As he dropped her at the deli, she looked at the list she'd dictated to him. She realized what was missing and poked her head back in his window.
"There's a package, wrapped in paper, under that old denim shirt of yours I was wearing the other day. You know where I mean?"
"Yeah, by the laundry hamper on that middle shelf?"
"Bring it," she ordered him, kissing his cheek, then a long kiss on his lips. It was awkward through the car window but she made it worthwhile as best she could. "And no peeking!"
He drove off, munching a sandwich Pop had made for him. She decided that she'd eat some fruit while getting ready, nothing heavy. She was too excited to eat.
By the time they had said their goodbyes to Pop, Anne and even Mr. Carver, the tall and somewhat mysterious cook whom they had never before seen in the front of the deli, it was getting late. They arrived at the house well after 9:00 PM, and were both getting pretty tired by the time the last of the groceries and Dawn-mandated 'essentials' had been put away.
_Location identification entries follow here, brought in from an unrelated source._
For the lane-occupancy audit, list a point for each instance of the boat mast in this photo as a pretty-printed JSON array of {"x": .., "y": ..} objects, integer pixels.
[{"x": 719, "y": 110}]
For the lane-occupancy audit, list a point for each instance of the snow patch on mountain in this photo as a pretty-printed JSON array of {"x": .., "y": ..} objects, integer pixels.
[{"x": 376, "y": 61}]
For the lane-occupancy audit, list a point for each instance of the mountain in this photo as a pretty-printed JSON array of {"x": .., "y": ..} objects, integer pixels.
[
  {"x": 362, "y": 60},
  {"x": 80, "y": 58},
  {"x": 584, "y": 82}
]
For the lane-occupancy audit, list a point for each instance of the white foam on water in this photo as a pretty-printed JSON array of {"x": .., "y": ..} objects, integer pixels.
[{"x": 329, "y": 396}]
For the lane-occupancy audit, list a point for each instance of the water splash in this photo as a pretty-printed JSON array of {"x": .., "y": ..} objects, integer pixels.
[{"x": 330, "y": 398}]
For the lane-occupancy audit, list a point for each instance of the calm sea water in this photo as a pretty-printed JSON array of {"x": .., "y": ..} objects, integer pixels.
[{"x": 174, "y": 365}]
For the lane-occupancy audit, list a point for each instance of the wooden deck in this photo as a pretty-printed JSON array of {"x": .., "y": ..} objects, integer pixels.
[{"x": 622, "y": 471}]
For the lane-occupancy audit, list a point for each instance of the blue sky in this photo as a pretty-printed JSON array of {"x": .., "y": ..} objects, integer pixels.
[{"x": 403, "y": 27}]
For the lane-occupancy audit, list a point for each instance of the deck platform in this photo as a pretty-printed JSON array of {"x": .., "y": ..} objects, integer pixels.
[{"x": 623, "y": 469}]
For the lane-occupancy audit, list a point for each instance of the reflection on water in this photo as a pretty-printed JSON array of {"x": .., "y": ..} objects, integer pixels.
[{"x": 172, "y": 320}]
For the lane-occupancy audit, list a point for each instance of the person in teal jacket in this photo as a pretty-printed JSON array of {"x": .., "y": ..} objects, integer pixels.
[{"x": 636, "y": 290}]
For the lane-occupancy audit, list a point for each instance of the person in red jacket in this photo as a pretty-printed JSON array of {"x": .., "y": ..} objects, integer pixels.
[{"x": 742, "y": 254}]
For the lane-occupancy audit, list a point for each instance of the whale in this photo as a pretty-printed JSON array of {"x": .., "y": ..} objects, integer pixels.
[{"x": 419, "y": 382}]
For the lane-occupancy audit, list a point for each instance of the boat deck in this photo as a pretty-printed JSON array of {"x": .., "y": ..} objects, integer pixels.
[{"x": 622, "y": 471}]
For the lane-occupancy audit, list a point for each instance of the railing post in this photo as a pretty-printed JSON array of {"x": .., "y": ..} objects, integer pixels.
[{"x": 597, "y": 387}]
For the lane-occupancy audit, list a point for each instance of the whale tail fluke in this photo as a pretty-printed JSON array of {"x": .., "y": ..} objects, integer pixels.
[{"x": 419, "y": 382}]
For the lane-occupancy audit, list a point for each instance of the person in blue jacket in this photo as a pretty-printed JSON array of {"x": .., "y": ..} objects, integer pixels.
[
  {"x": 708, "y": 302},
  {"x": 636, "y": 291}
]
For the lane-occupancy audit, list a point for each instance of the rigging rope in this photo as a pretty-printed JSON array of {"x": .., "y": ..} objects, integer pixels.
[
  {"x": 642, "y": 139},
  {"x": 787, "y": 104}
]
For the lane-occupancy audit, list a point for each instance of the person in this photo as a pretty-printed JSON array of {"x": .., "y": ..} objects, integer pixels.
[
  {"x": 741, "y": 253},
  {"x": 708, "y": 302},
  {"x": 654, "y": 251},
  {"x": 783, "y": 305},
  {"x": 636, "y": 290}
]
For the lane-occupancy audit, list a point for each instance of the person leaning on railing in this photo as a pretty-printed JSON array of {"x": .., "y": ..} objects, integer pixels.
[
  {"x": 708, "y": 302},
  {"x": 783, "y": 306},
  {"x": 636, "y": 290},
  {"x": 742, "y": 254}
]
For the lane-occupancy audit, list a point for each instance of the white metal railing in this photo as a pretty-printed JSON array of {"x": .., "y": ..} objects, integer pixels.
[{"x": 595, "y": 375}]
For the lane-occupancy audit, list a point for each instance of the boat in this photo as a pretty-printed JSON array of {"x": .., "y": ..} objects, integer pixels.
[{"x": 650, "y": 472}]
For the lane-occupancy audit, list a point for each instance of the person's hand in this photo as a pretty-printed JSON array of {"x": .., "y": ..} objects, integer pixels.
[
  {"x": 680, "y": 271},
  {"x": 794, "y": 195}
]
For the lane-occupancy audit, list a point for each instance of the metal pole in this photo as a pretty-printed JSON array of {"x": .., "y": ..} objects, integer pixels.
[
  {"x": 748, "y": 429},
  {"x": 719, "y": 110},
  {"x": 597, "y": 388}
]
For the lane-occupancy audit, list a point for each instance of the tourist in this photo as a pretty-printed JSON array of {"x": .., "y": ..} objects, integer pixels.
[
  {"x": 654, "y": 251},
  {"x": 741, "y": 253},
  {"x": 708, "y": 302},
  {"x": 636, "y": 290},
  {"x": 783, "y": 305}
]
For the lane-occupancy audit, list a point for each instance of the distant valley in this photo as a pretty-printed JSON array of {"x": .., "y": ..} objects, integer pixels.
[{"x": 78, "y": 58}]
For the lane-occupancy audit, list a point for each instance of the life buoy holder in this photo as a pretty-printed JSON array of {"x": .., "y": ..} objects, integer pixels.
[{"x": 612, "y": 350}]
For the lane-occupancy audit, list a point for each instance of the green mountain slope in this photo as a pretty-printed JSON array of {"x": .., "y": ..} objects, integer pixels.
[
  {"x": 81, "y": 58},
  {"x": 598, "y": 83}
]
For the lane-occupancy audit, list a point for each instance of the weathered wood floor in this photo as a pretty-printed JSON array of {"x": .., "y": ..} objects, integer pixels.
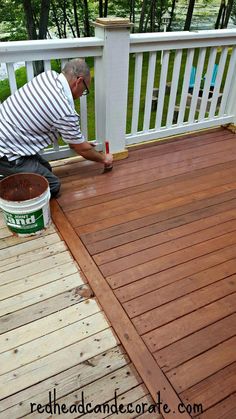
[
  {"x": 156, "y": 239},
  {"x": 54, "y": 335}
]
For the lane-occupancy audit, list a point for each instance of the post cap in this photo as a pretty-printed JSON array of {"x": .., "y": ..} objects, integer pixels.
[{"x": 113, "y": 22}]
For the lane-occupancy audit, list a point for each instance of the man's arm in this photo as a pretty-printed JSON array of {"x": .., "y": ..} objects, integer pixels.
[{"x": 88, "y": 151}]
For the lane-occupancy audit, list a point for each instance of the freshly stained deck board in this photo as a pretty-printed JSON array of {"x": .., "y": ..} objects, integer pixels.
[
  {"x": 161, "y": 231},
  {"x": 52, "y": 337},
  {"x": 197, "y": 343},
  {"x": 207, "y": 391}
]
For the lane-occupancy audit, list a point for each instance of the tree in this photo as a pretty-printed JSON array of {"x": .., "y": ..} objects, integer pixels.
[
  {"x": 224, "y": 14},
  {"x": 36, "y": 29}
]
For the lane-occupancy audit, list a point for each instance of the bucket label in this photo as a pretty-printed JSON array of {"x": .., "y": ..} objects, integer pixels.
[{"x": 25, "y": 223}]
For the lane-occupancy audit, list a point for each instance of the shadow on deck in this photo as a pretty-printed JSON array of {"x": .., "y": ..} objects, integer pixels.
[{"x": 156, "y": 239}]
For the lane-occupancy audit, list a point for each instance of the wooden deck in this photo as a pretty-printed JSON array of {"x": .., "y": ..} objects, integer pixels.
[
  {"x": 156, "y": 240},
  {"x": 54, "y": 335}
]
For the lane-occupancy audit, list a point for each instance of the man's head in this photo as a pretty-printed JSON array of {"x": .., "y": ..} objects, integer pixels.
[{"x": 77, "y": 74}]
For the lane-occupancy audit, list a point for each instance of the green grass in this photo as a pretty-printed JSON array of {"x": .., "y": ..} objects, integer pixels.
[{"x": 21, "y": 80}]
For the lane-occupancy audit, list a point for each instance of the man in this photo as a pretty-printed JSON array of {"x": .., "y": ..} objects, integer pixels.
[{"x": 40, "y": 112}]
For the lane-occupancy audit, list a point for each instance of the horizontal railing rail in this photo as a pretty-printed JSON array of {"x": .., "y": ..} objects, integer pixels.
[{"x": 147, "y": 86}]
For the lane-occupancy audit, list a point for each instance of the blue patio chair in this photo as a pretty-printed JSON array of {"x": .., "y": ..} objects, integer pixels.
[
  {"x": 192, "y": 79},
  {"x": 213, "y": 79}
]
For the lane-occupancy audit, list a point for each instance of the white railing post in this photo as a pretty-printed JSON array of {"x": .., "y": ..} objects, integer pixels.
[
  {"x": 111, "y": 82},
  {"x": 229, "y": 96}
]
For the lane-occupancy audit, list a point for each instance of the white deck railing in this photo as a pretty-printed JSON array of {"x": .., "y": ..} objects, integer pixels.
[
  {"x": 205, "y": 52},
  {"x": 161, "y": 68}
]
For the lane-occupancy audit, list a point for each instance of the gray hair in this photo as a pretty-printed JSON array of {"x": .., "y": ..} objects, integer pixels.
[{"x": 75, "y": 68}]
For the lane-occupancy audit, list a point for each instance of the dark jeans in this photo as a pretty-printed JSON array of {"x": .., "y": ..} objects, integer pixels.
[{"x": 32, "y": 164}]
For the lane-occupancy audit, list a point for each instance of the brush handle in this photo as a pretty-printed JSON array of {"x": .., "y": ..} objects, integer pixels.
[{"x": 107, "y": 147}]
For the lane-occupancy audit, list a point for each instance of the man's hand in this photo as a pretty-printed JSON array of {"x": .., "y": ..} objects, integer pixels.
[{"x": 86, "y": 150}]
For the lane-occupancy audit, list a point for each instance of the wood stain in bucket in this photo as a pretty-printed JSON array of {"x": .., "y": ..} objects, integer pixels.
[{"x": 24, "y": 199}]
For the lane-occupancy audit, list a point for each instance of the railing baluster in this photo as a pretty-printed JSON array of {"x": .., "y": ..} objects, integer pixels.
[
  {"x": 63, "y": 62},
  {"x": 83, "y": 116},
  {"x": 47, "y": 65},
  {"x": 185, "y": 87},
  {"x": 29, "y": 70},
  {"x": 137, "y": 91},
  {"x": 227, "y": 86},
  {"x": 197, "y": 85},
  {"x": 149, "y": 90},
  {"x": 174, "y": 88},
  {"x": 218, "y": 81},
  {"x": 207, "y": 83},
  {"x": 12, "y": 77},
  {"x": 162, "y": 88}
]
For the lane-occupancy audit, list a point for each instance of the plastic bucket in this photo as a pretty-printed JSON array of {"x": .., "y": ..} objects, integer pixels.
[{"x": 24, "y": 199}]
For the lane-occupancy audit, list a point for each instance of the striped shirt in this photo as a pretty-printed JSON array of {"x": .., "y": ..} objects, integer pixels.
[{"x": 36, "y": 115}]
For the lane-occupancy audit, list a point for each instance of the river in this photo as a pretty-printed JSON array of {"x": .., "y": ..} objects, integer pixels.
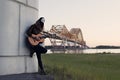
[{"x": 89, "y": 51}]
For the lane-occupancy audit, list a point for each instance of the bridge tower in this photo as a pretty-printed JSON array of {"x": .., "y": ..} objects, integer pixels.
[{"x": 67, "y": 40}]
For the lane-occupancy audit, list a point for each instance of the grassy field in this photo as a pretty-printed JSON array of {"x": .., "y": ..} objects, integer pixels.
[{"x": 83, "y": 66}]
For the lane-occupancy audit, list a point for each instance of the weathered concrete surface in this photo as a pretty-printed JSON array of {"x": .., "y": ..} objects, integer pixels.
[
  {"x": 27, "y": 76},
  {"x": 15, "y": 17}
]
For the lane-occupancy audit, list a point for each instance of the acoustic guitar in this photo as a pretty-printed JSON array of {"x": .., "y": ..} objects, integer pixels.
[
  {"x": 36, "y": 39},
  {"x": 39, "y": 38}
]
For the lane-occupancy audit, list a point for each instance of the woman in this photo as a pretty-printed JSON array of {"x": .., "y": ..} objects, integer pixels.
[{"x": 35, "y": 41}]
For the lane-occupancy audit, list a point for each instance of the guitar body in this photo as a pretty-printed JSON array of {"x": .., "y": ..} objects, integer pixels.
[{"x": 35, "y": 39}]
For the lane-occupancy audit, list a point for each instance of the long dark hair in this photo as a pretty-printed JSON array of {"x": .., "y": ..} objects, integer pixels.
[{"x": 40, "y": 24}]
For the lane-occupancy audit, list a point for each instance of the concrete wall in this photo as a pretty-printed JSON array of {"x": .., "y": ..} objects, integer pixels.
[{"x": 15, "y": 17}]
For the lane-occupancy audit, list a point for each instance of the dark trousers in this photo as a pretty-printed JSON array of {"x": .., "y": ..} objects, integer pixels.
[{"x": 39, "y": 50}]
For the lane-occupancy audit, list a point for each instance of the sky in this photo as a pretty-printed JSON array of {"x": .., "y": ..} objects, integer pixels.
[{"x": 99, "y": 20}]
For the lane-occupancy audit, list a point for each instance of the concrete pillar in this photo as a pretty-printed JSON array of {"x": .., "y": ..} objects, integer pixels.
[{"x": 15, "y": 17}]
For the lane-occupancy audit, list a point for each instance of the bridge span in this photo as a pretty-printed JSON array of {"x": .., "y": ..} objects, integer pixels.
[{"x": 66, "y": 40}]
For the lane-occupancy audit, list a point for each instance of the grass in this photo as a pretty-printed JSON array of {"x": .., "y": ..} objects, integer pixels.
[{"x": 83, "y": 66}]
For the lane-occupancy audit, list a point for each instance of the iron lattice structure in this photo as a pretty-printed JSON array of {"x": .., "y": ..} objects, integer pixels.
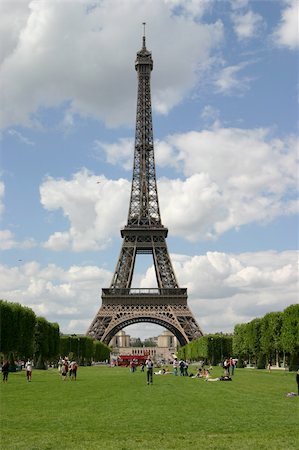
[{"x": 144, "y": 234}]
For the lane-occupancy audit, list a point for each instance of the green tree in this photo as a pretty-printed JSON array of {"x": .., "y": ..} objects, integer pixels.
[
  {"x": 290, "y": 335},
  {"x": 271, "y": 335}
]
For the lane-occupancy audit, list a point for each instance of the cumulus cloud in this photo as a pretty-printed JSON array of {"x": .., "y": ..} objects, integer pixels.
[
  {"x": 70, "y": 55},
  {"x": 286, "y": 34},
  {"x": 20, "y": 137},
  {"x": 120, "y": 152},
  {"x": 94, "y": 206},
  {"x": 223, "y": 289},
  {"x": 2, "y": 192},
  {"x": 233, "y": 177},
  {"x": 7, "y": 237},
  {"x": 230, "y": 81},
  {"x": 70, "y": 296},
  {"x": 8, "y": 241}
]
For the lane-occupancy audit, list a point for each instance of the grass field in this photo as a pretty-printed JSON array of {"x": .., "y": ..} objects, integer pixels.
[{"x": 111, "y": 408}]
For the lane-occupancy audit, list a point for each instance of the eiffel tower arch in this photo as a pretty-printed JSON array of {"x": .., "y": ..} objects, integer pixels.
[{"x": 144, "y": 233}]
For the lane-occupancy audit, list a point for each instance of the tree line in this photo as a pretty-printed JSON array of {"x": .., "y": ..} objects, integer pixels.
[
  {"x": 24, "y": 335},
  {"x": 273, "y": 338}
]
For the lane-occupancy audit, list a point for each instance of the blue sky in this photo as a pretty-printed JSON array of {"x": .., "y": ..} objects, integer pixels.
[{"x": 225, "y": 117}]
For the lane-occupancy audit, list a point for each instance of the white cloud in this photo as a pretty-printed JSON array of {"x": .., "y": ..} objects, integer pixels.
[
  {"x": 20, "y": 137},
  {"x": 95, "y": 207},
  {"x": 223, "y": 289},
  {"x": 286, "y": 34},
  {"x": 2, "y": 193},
  {"x": 238, "y": 4},
  {"x": 7, "y": 238},
  {"x": 8, "y": 241},
  {"x": 234, "y": 177},
  {"x": 67, "y": 296},
  {"x": 69, "y": 54},
  {"x": 226, "y": 289},
  {"x": 120, "y": 153},
  {"x": 247, "y": 25}
]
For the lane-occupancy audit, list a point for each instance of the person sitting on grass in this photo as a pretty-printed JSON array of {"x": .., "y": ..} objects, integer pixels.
[{"x": 223, "y": 378}]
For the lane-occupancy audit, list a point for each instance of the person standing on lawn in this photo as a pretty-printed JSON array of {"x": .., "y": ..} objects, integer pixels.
[
  {"x": 5, "y": 370},
  {"x": 149, "y": 370}
]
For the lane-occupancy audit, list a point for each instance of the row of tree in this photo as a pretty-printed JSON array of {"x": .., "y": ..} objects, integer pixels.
[
  {"x": 24, "y": 335},
  {"x": 273, "y": 338},
  {"x": 211, "y": 347}
]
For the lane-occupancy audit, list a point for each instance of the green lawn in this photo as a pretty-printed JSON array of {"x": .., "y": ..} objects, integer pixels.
[{"x": 111, "y": 408}]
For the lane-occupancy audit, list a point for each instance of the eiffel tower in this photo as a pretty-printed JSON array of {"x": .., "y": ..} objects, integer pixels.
[{"x": 144, "y": 234}]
Xander made up a pallet of blankets in the spot in the master bedroom where their bed would someday reside. Soon, he hoped, as he had been doodling thoughts for a hardwood sleigh bed in the margins of his papers for a few weeks now, usually the sign of impending carpentry. He fluffed the pillows and changed into his flannel pajamas, grinning at Buffy's reaction to them some time back. He wondered if he should lay out the tops for Dawn or just let her steal them from him as usual.
Dawn was taking a rather long time to get ready for bed, and he figured she was soaking in the tub. He'd heard it run for a while, and when he'd asked if she wanted anything to drink before bed he'd been shooed away. He set his alarm, and put the alarm clock on his side of the pallet. With just one lamp so far, and that on the floor, there was too little light to read. He was too keyed up from the long day anyway. He wanted to unwind, and then get a good night's sleep.
"Xander, are you in bed?" came the call from the bathroom.
He was still thinking about that good night's sleep and was wondering if he could pretend to actually already be asleep. Probably not. "Uh, yeah, honey. Do you need something?"